E allora cotesti giovini stavano lì rispettosamente, non com’è in uso ai nostri tempi che si dan perfin le terga al professore in aula, in ascolto attento dell’artigiano-artista che li aveva accolti, a volte come figli, per imparare un’arte.

Nelle botteghe dei pittori fiorentini o veneziani molti giovini operavano: pare che Jacopo Robusti, il sommo “Tintoretto”, ne avesse un tempo fino a quaranta. E che facevano costoro per li primi tempora? Preparavano le malte per l’a-fresco, sminuzzavano il lapislazzuli e il carminio per gli azzurri e i rossi, e per tutti gli altri colori, e dopo un po’ di tempo il magistro li invitava a tirar di rosso e blu i mantelli e i cieli e l’acque, fino a che non avessero imparato la lezione.

Sol dopo anni di duro esperimento, veniano invitati a provar la forma umana, ma non le mani, li piedi e i volti, ché eran ancora compito del capo, ma forse le terga delle figure umane e animali, che son più tonde e facili da fare.
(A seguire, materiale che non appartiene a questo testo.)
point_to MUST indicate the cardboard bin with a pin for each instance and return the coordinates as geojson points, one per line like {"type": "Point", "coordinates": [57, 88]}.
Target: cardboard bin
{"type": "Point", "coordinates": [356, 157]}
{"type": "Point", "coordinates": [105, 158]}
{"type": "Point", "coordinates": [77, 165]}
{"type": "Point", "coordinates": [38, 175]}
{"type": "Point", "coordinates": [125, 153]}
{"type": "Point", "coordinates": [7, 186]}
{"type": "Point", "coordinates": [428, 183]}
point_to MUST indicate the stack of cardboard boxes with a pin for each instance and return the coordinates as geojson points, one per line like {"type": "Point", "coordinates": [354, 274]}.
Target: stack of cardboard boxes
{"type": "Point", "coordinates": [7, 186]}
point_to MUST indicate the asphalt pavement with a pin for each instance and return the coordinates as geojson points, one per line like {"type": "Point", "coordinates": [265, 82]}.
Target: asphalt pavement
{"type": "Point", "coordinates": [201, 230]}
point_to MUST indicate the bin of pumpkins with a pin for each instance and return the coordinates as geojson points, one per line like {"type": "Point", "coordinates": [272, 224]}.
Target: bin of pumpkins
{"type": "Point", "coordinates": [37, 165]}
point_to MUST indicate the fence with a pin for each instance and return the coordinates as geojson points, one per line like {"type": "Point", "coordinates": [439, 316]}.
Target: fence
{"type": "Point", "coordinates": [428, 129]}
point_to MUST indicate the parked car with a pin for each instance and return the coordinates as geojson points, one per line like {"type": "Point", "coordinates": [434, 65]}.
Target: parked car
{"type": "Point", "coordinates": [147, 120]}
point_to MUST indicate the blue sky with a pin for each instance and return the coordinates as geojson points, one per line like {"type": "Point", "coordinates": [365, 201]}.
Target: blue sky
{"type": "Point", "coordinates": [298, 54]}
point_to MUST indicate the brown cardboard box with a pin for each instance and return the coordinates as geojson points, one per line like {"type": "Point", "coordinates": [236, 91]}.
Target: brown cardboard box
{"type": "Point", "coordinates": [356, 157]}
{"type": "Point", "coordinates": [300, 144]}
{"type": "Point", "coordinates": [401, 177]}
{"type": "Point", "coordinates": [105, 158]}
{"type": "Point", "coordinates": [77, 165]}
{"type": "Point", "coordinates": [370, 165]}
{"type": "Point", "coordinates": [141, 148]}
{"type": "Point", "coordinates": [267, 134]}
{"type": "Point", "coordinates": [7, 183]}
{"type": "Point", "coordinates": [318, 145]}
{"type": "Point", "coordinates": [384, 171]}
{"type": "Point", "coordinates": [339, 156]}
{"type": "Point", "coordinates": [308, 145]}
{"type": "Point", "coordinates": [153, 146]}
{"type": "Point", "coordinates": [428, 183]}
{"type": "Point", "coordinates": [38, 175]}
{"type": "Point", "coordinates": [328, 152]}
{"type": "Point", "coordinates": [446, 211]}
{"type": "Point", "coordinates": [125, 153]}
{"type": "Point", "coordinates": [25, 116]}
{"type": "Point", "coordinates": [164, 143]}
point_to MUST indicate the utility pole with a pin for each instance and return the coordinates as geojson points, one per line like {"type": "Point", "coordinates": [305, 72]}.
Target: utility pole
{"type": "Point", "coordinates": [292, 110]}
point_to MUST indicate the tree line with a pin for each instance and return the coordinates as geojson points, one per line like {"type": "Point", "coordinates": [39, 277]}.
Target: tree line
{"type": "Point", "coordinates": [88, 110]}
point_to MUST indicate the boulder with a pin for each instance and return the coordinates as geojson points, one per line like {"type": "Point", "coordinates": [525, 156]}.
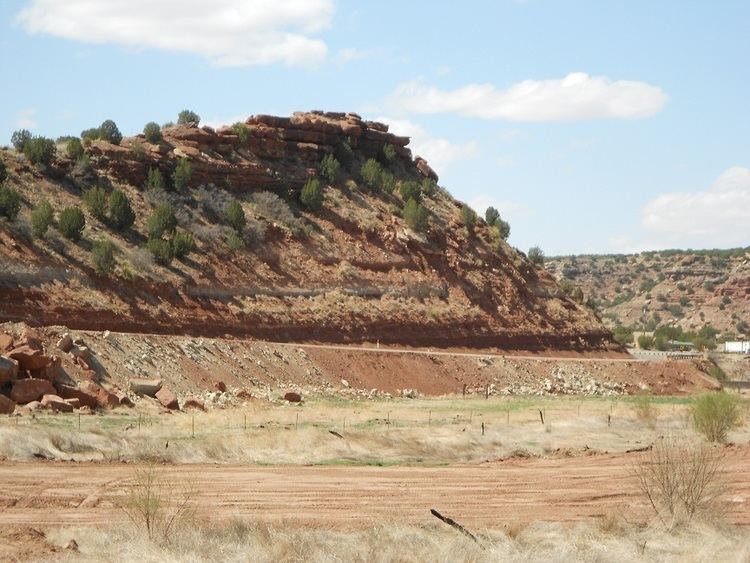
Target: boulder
{"type": "Point", "coordinates": [29, 358]}
{"type": "Point", "coordinates": [145, 386]}
{"type": "Point", "coordinates": [167, 398]}
{"type": "Point", "coordinates": [6, 405]}
{"type": "Point", "coordinates": [8, 370]}
{"type": "Point", "coordinates": [55, 403]}
{"type": "Point", "coordinates": [293, 397]}
{"type": "Point", "coordinates": [27, 390]}
{"type": "Point", "coordinates": [83, 397]}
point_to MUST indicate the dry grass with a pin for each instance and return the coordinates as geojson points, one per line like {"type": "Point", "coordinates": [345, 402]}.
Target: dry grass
{"type": "Point", "coordinates": [238, 540]}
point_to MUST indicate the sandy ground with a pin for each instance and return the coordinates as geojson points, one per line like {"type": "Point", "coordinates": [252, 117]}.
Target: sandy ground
{"type": "Point", "coordinates": [565, 489]}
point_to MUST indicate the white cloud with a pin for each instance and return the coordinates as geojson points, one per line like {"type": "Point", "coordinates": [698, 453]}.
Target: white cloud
{"type": "Point", "coordinates": [227, 32]}
{"type": "Point", "coordinates": [439, 153]}
{"type": "Point", "coordinates": [27, 119]}
{"type": "Point", "coordinates": [718, 216]}
{"type": "Point", "coordinates": [576, 97]}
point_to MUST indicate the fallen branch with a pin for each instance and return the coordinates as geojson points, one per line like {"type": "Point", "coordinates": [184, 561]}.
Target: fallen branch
{"type": "Point", "coordinates": [451, 522]}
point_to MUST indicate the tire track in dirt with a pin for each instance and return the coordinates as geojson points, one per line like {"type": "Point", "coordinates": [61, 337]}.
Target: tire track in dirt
{"type": "Point", "coordinates": [485, 495]}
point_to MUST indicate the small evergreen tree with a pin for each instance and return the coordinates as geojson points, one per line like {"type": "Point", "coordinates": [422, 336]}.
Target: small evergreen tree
{"type": "Point", "coordinates": [71, 223]}
{"type": "Point", "coordinates": [187, 117]}
{"type": "Point", "coordinates": [41, 218]}
{"type": "Point", "coordinates": [74, 148]}
{"type": "Point", "coordinates": [415, 215]}
{"type": "Point", "coordinates": [19, 139]}
{"type": "Point", "coordinates": [152, 132]}
{"type": "Point", "coordinates": [103, 256]}
{"type": "Point", "coordinates": [155, 180]}
{"type": "Point", "coordinates": [329, 168]}
{"type": "Point", "coordinates": [312, 195]}
{"type": "Point", "coordinates": [235, 216]}
{"type": "Point", "coordinates": [10, 202]}
{"type": "Point", "coordinates": [121, 214]}
{"type": "Point", "coordinates": [182, 174]}
{"type": "Point", "coordinates": [96, 200]}
{"type": "Point", "coordinates": [162, 221]}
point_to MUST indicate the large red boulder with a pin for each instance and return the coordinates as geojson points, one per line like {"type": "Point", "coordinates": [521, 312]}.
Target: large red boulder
{"type": "Point", "coordinates": [6, 405]}
{"type": "Point", "coordinates": [27, 390]}
{"type": "Point", "coordinates": [8, 369]}
{"type": "Point", "coordinates": [29, 359]}
{"type": "Point", "coordinates": [167, 398]}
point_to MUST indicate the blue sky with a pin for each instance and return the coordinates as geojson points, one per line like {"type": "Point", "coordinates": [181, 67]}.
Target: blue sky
{"type": "Point", "coordinates": [593, 126]}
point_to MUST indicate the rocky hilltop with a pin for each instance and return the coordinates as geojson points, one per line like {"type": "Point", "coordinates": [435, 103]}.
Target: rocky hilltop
{"type": "Point", "coordinates": [351, 268]}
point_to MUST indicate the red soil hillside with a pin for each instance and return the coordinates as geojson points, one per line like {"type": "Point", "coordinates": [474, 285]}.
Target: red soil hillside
{"type": "Point", "coordinates": [351, 272]}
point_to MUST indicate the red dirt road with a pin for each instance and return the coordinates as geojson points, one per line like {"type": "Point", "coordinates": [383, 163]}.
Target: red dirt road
{"type": "Point", "coordinates": [490, 494]}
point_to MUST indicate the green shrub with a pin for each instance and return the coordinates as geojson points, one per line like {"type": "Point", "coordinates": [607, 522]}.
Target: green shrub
{"type": "Point", "coordinates": [235, 216]}
{"type": "Point", "coordinates": [161, 250]}
{"type": "Point", "coordinates": [536, 255]}
{"type": "Point", "coordinates": [96, 201]}
{"type": "Point", "coordinates": [329, 168]}
{"type": "Point", "coordinates": [371, 172]}
{"type": "Point", "coordinates": [182, 174]}
{"type": "Point", "coordinates": [187, 117]}
{"type": "Point", "coordinates": [312, 195]}
{"type": "Point", "coordinates": [152, 132]}
{"type": "Point", "coordinates": [71, 223]}
{"type": "Point", "coordinates": [410, 190]}
{"type": "Point", "coordinates": [19, 139]}
{"type": "Point", "coordinates": [40, 150]}
{"type": "Point", "coordinates": [41, 218]}
{"type": "Point", "coordinates": [121, 214]}
{"type": "Point", "coordinates": [108, 131]}
{"type": "Point", "coordinates": [162, 221]}
{"type": "Point", "coordinates": [10, 202]}
{"type": "Point", "coordinates": [715, 414]}
{"type": "Point", "coordinates": [468, 218]}
{"type": "Point", "coordinates": [242, 132]}
{"type": "Point", "coordinates": [155, 180]}
{"type": "Point", "coordinates": [415, 215]}
{"type": "Point", "coordinates": [389, 152]}
{"type": "Point", "coordinates": [74, 148]}
{"type": "Point", "coordinates": [182, 244]}
{"type": "Point", "coordinates": [103, 256]}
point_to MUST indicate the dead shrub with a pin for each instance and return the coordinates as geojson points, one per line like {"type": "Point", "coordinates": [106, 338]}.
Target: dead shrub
{"type": "Point", "coordinates": [680, 482]}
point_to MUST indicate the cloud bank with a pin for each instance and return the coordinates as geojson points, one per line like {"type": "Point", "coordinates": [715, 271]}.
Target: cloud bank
{"type": "Point", "coordinates": [577, 97]}
{"type": "Point", "coordinates": [226, 32]}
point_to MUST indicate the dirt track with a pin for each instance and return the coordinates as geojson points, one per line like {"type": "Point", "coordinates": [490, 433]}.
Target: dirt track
{"type": "Point", "coordinates": [491, 494]}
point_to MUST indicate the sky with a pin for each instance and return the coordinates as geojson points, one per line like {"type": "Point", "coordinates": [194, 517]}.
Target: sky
{"type": "Point", "coordinates": [594, 126]}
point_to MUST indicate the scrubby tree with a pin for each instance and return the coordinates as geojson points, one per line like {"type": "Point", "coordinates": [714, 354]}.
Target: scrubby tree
{"type": "Point", "coordinates": [536, 255]}
{"type": "Point", "coordinates": [96, 200]}
{"type": "Point", "coordinates": [10, 202]}
{"type": "Point", "coordinates": [468, 218]}
{"type": "Point", "coordinates": [371, 172]}
{"type": "Point", "coordinates": [152, 132]}
{"type": "Point", "coordinates": [312, 195]}
{"type": "Point", "coordinates": [187, 117]}
{"type": "Point", "coordinates": [415, 215]}
{"type": "Point", "coordinates": [155, 180]}
{"type": "Point", "coordinates": [41, 218]}
{"type": "Point", "coordinates": [235, 216]}
{"type": "Point", "coordinates": [182, 174]}
{"type": "Point", "coordinates": [103, 256]}
{"type": "Point", "coordinates": [162, 221]}
{"type": "Point", "coordinates": [182, 244]}
{"type": "Point", "coordinates": [109, 132]}
{"type": "Point", "coordinates": [161, 250]}
{"type": "Point", "coordinates": [71, 223]}
{"type": "Point", "coordinates": [40, 150]}
{"type": "Point", "coordinates": [329, 168]}
{"type": "Point", "coordinates": [121, 214]}
{"type": "Point", "coordinates": [19, 139]}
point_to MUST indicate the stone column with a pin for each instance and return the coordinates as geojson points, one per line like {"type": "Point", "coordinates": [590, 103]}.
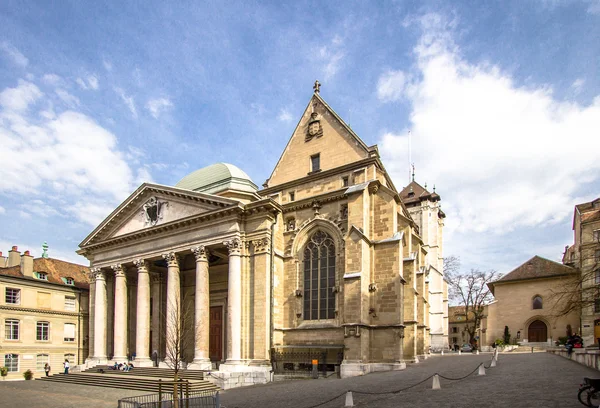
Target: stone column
{"type": "Point", "coordinates": [202, 310]}
{"type": "Point", "coordinates": [142, 331]}
{"type": "Point", "coordinates": [91, 320]}
{"type": "Point", "coordinates": [173, 313]}
{"type": "Point", "coordinates": [120, 333]}
{"type": "Point", "coordinates": [100, 316]}
{"type": "Point", "coordinates": [157, 326]}
{"type": "Point", "coordinates": [234, 303]}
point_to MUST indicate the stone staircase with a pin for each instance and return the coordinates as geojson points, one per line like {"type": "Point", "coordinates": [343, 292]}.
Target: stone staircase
{"type": "Point", "coordinates": [140, 378]}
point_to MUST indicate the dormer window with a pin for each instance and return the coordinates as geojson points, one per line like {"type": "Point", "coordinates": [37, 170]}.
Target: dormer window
{"type": "Point", "coordinates": [68, 281]}
{"type": "Point", "coordinates": [315, 163]}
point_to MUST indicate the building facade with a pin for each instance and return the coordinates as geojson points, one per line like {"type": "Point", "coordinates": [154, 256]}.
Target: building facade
{"type": "Point", "coordinates": [584, 255]}
{"type": "Point", "coordinates": [424, 209]}
{"type": "Point", "coordinates": [525, 301]}
{"type": "Point", "coordinates": [44, 313]}
{"type": "Point", "coordinates": [324, 257]}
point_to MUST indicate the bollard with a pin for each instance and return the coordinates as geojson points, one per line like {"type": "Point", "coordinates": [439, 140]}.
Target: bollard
{"type": "Point", "coordinates": [349, 401]}
{"type": "Point", "coordinates": [436, 383]}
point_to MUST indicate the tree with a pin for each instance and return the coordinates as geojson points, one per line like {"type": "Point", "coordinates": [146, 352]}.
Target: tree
{"type": "Point", "coordinates": [469, 289]}
{"type": "Point", "coordinates": [581, 290]}
{"type": "Point", "coordinates": [179, 339]}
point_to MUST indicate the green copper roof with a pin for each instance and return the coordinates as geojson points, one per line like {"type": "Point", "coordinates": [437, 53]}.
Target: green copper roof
{"type": "Point", "coordinates": [216, 178]}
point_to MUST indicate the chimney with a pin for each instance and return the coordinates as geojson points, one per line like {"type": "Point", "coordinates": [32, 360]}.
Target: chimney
{"type": "Point", "coordinates": [27, 264]}
{"type": "Point", "coordinates": [13, 257]}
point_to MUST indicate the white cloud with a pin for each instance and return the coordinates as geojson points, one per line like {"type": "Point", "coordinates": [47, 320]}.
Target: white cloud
{"type": "Point", "coordinates": [390, 86]}
{"type": "Point", "coordinates": [284, 115]}
{"type": "Point", "coordinates": [14, 54]}
{"type": "Point", "coordinates": [90, 82]}
{"type": "Point", "coordinates": [64, 154]}
{"type": "Point", "coordinates": [40, 209]}
{"type": "Point", "coordinates": [128, 100]}
{"type": "Point", "coordinates": [502, 155]}
{"type": "Point", "coordinates": [158, 105]}
{"type": "Point", "coordinates": [21, 97]}
{"type": "Point", "coordinates": [331, 56]}
{"type": "Point", "coordinates": [71, 100]}
{"type": "Point", "coordinates": [51, 79]}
E allora, nelle botteghe piene di colori e tele e pennelli e secchi, si poteva udir il perentorio invito del maestro: “Zuane, va a fa’n culo (eh?)!, nel senso di procedere alla dipintura delle terga di una figura umana o di cavallo, o animal altro che fosse.

Oggi l’espressione ha assunto un significato che ha nitor d’insulto, e un senso ambiguo e sessualmente inteso, ma così non era.

E adunque, come possiamo mettere le cose? Dirla ancora come un tempo? Ovvero tener per buono il nuovo senso? Sia come sia, è difficile astenersi dall’uso attual, per tutti i diavoli, e per i loro accolti umani che meritano l’invito, pure troppo gentil, talora.